🤖 AI Summary
This work aims to enhance the language modeling capability and recognition accuracy of automatic speech recognition (ASR) systems during decoding. To this end, it introduces— for the first time—masked diffusion language models (MDLM) and uniform state diffusion models (USDM) into ASR rescoring, and proposes a joint decoding framework that effectively integrates CTC frame-level acoustic distributions with USDM token-level language distributions, enabling coherent collaboration between acoustic and linguistic information. The proposed approach supports parallel text generation and achieves significant improvements in recognition accuracy across multiple benchmarks, demonstrating the efficacy of diffusion-based language models in speech recognition. All code and experimental pipelines are publicly released.
📝 Abstract
Diffusion language models have recently emerged as a leading alternative to standard language models, due to their ability for bidirectional attention and parallel text generation. In this work, we explore variants for their use in speech recognition. Specifically, we introduce a comprehensive guide to incorporating masked diffusion language models (MDLM) and uniform-state diffusion models (USDMs) for rescoring ASR hypotheses.
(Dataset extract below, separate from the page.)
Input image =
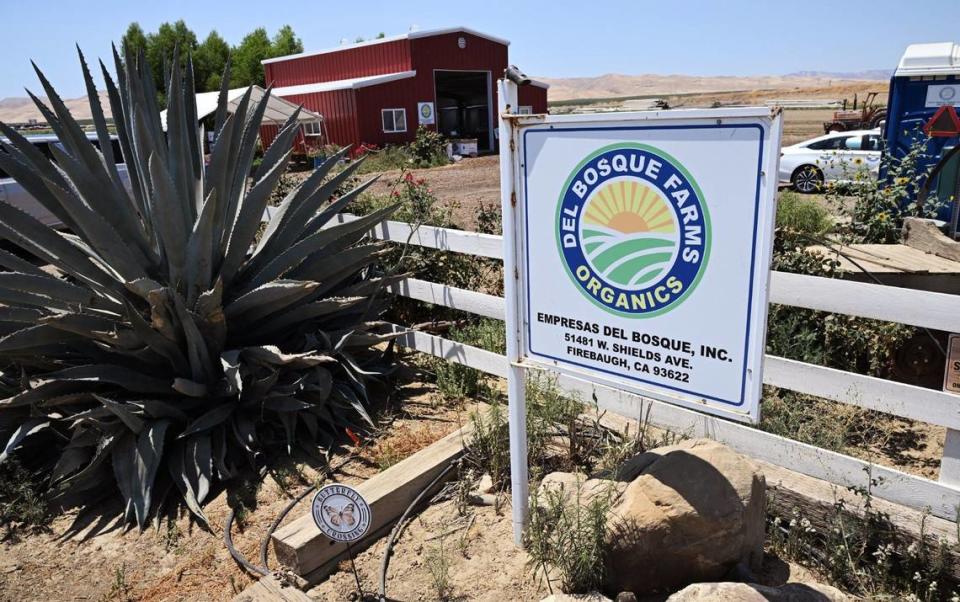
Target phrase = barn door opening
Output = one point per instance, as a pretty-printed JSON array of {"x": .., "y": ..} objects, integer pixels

Additionally, we design a new joint-decoding method that combines CTC and USDM by integrating the framewise probability distributions derived from CTC with the labelwise probability distributions computed by USDM at each decoding step, thereby generating new candidates that combine strong language knowledge from USDM and acoustic information from CTC. Our findings reveal that USDM, as well as MDLM, can significantly improve the accuracy of recognized text. We publish all our code and recipes.